For this reason, we expect inflation to continue to be a problem for the BoC throughout the summer as people indulge themselves in ‘return to normal’ activities. There will be a turning point eventually though, when the extra money saved over the last 2 years is gone and the higher costs for a restaurant dinner or vacation start to look daunting. Going into the fall, we hope to start seeing some real impact of the rate increases, causing a pullback in consumer spending and a cooling of the job market to go along with dropping temperatures. At that point, prices should begin to stabilize and the BoC can pause the ‘catch up’ rate hikes and develop a more measured and considered plan for 2023.

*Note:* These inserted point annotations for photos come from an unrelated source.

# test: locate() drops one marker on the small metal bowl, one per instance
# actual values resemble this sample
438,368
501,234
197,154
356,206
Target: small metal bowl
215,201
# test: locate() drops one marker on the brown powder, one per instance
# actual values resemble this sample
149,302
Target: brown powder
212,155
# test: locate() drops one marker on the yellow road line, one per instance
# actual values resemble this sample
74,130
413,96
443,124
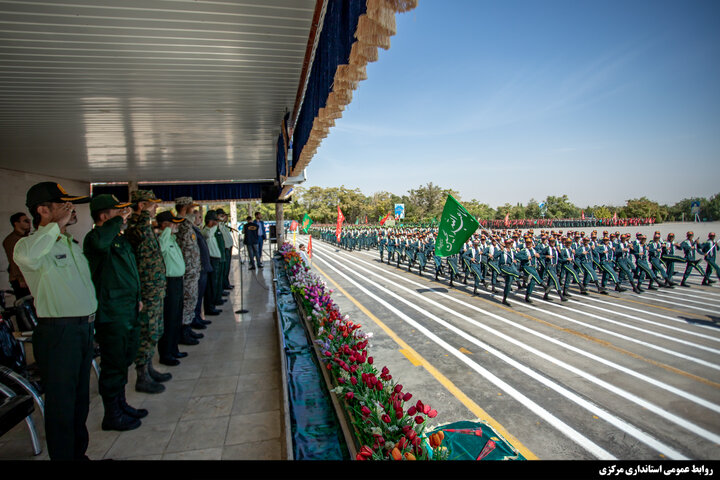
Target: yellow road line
444,381
605,343
696,315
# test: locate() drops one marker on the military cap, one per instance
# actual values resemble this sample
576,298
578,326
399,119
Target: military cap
186,201
143,196
106,201
51,192
167,216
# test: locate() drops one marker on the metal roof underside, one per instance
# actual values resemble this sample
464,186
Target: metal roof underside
148,90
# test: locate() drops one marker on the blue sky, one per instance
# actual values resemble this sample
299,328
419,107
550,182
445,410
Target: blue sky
509,100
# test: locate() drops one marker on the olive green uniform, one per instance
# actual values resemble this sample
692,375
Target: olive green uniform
117,285
151,269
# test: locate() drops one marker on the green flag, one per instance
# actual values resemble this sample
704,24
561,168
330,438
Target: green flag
306,223
456,226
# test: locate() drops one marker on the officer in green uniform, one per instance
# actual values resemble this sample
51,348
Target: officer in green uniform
709,251
58,276
117,329
151,269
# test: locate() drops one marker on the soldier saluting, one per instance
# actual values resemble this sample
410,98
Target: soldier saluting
58,275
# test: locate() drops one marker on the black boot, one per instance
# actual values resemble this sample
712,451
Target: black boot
115,418
157,376
197,325
131,411
186,338
145,383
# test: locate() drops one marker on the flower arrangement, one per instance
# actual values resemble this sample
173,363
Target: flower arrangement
387,424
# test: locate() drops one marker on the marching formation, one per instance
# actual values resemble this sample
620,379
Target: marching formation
550,260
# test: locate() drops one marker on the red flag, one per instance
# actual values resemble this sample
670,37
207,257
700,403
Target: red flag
341,218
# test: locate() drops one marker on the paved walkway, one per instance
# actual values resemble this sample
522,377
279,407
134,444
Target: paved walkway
224,401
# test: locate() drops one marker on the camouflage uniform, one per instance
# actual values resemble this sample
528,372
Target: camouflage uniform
151,268
188,243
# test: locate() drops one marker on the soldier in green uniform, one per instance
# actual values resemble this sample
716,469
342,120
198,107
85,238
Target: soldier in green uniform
689,247
508,268
58,276
151,269
117,329
709,251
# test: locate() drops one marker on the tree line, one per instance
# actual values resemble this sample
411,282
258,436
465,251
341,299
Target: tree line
425,203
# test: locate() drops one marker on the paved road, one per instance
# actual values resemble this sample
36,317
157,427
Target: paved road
619,376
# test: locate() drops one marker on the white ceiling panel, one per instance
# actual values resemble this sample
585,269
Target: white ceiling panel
148,90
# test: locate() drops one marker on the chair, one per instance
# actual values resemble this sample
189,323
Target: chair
17,405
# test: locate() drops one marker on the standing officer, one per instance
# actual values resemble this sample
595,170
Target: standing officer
224,230
21,229
59,279
173,303
214,287
186,239
251,237
117,328
262,235
151,269
709,251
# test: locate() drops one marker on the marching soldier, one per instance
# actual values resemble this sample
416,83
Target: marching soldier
689,247
709,251
151,269
606,256
655,254
508,268
528,262
668,255
552,257
640,253
567,264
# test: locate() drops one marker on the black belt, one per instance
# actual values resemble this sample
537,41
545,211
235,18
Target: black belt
66,320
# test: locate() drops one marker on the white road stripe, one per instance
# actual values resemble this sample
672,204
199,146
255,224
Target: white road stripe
657,383
596,410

Impact on Mortgages and Real Estate
In the meantime though, the rising inflation and increasing Prime lending rate are fueling higher mortgage rates for both fixed and variable rate customers, which we are now seeing have a real impact on housing markets across the country. Year to date, the number of real estate transactions in BC is down 35% compared to 2021. Higher mortgage rates reduce the amount of mortgage for which people can qualify, which means there are less people able to buy any given property up for sale. Prices have not dropped yet in BC, but they have in Ontario and it’s likely we’ll see BC follow suit in the second half of this year as sellers are forced to reduce their expectations and meet buyers at the prices they can afford.
Potential Trouble with Home Equity Lines of Credit
If home values do start to slide substantially, one other factor to be aware of is that Home Equity Lines of Credit (HELOCs) might start to get cut. If you have a HELOC now and you are expecting to be able to rely on borrowing from that to get through the next few years, this could become a big and unexpected problem.

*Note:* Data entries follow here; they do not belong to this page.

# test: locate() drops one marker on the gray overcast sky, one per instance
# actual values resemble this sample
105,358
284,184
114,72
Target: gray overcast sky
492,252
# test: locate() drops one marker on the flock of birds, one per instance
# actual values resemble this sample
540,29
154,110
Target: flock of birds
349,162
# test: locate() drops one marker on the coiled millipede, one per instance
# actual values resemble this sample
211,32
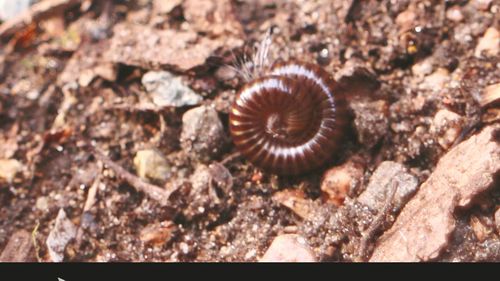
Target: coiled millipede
290,121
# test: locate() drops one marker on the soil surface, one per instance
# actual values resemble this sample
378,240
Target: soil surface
115,146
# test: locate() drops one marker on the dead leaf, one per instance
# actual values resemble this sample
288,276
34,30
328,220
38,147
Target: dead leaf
151,48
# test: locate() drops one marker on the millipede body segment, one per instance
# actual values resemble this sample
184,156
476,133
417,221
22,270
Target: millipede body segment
290,121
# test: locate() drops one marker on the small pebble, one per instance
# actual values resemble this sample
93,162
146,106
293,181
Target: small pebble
387,175
202,135
371,120
489,43
289,248
447,126
339,181
167,90
150,163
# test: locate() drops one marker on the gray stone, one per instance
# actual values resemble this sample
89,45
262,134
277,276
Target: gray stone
150,163
289,248
167,90
202,135
382,181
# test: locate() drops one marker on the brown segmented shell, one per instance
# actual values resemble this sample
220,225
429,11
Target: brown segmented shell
290,121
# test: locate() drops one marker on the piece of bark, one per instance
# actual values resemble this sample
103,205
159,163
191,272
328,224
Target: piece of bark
19,248
37,12
424,226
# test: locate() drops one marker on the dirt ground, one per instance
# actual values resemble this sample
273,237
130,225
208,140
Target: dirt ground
114,139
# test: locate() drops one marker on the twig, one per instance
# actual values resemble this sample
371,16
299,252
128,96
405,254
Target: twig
91,195
35,243
153,191
369,233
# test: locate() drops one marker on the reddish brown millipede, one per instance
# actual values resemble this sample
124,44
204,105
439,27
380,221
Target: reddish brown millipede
290,121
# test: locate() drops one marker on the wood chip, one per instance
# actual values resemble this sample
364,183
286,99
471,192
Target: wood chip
424,226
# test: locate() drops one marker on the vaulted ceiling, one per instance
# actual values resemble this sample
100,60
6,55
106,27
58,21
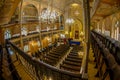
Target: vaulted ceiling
99,8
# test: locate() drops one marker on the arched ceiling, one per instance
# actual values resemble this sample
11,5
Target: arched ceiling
99,8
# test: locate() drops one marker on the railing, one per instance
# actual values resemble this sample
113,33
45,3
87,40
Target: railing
41,70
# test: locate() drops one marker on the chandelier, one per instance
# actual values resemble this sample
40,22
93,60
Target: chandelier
48,14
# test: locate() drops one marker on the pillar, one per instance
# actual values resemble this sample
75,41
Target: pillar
87,35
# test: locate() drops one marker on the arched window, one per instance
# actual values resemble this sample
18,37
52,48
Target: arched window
7,34
24,31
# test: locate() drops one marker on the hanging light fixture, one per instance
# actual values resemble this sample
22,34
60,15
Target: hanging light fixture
69,20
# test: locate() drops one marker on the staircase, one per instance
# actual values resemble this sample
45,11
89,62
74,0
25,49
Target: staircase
9,73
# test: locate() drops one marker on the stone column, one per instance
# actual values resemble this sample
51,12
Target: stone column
40,25
86,9
21,10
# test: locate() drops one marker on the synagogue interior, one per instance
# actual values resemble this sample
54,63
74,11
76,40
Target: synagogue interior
60,39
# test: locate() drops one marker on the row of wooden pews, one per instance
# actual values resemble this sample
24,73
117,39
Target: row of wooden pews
43,51
108,68
72,62
8,69
55,54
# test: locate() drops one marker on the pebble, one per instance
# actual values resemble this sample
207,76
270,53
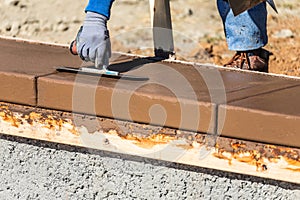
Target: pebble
283,33
12,2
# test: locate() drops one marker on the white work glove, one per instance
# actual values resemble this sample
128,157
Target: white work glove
92,42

Technically, a HELOC is a demand loan, which means a bank has temporarily approved a maximum borrowing limit and you can borrow up to that amount. However, it also means the bank can decide to reduce the maximum limit at any time, based on its internal assessment of risk. For example, if you have a HELOC with a $200,000 limit and are currently borrowing $50,000, but the bank is worried that your house value is declining and the economy is going into a recession, the bank can arbitrarily decide to reduce your maximum borrowing amount down in order to reduce their risk exposure. In this example, you might receive a letter in the mail informing you that your HELOC limit has been reduced to $75,000 (or even to the current balance of $50,000) and would not have any say or recourse in the matter except to switch to a new lender (meaning new qualification and potentially paying penalties and then higher interest rates for the new mortgage). The lender can also change your interest rate on a HELOC (the discount or surcharge added to Prime), so you might have a HELOC today with a rate of Prime + 0.5% but receive a letter informing you that the rate will change to Prime +1.5% next month. Again, you would have no recourse except to pay back the loan or try to switch to a new lender if you can qualify.

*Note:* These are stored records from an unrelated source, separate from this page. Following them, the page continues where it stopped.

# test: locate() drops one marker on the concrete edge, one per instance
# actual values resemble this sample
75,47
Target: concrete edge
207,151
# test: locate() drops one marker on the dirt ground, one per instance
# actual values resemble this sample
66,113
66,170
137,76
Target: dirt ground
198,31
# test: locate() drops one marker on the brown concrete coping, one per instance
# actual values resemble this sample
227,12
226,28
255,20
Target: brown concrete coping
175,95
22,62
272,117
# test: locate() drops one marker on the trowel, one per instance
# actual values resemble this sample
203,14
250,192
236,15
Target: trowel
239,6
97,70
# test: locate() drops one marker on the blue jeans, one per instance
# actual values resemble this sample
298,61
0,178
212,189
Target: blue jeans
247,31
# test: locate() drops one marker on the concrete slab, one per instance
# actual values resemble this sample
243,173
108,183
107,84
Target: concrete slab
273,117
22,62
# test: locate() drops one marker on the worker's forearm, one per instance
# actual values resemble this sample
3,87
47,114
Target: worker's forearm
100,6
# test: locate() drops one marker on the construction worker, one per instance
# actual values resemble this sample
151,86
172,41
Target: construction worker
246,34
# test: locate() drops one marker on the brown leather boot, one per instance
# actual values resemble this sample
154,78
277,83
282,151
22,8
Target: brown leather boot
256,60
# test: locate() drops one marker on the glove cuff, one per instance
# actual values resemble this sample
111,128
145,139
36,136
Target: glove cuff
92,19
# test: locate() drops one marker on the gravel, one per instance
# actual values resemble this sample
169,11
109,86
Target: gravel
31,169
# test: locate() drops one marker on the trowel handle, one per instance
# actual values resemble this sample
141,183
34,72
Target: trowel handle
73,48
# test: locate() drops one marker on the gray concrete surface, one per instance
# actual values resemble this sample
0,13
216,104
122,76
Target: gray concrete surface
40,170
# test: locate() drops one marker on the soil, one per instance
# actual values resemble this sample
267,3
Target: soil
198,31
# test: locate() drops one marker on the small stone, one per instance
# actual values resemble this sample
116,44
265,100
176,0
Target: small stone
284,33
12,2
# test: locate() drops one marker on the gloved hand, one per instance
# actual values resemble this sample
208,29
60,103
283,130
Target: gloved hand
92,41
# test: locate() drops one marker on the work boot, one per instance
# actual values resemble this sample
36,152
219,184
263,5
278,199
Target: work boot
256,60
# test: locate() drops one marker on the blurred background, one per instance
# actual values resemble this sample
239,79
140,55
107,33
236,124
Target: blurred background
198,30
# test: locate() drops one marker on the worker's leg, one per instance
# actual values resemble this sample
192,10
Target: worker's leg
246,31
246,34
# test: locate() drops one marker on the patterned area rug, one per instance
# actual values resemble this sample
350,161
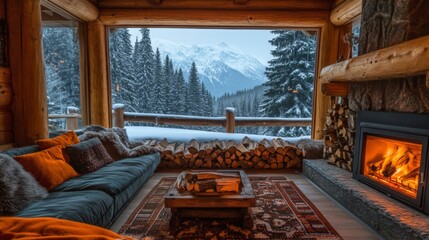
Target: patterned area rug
282,212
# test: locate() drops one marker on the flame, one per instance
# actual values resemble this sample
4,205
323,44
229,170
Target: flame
393,163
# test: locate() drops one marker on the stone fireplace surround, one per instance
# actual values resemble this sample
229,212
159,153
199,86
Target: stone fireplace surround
384,23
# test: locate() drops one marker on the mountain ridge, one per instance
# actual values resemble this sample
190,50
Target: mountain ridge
222,69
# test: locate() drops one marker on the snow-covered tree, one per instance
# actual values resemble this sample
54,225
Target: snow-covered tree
206,102
61,55
143,62
158,104
290,80
194,92
121,68
180,89
168,79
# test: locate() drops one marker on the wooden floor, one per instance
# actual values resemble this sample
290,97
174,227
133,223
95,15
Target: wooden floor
347,225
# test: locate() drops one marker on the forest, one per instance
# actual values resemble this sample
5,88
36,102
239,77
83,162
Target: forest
148,83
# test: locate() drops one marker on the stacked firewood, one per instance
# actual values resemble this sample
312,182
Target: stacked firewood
208,182
276,153
339,132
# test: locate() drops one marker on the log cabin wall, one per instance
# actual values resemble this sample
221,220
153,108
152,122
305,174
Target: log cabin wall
384,23
6,126
29,101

These drawbacks of a HELOC product often surprise people, who assume the limit and interest rate of their HELOC is secured by a contract. The reality is that if you want to guarantee yourself access to equity at a set interest rate, you need to borrow the money as a mortgage product or term loan (where the contract prevents the lender from arbitrarily calling the loan or changing the interest rate).
The downside of borrowing as a mortgage is that you have to pay interest on the money right away (even if you don’t need it immediately), but the benefit is that the lender can’t pull the rug out from underneath you at their whim. If you are counting on using the equity of your home over the next few years to fund your living costs or complete a necessary project, you may want to consider getting those funds borrowed as a mortgage now to make sure you’ll have them when the time comes.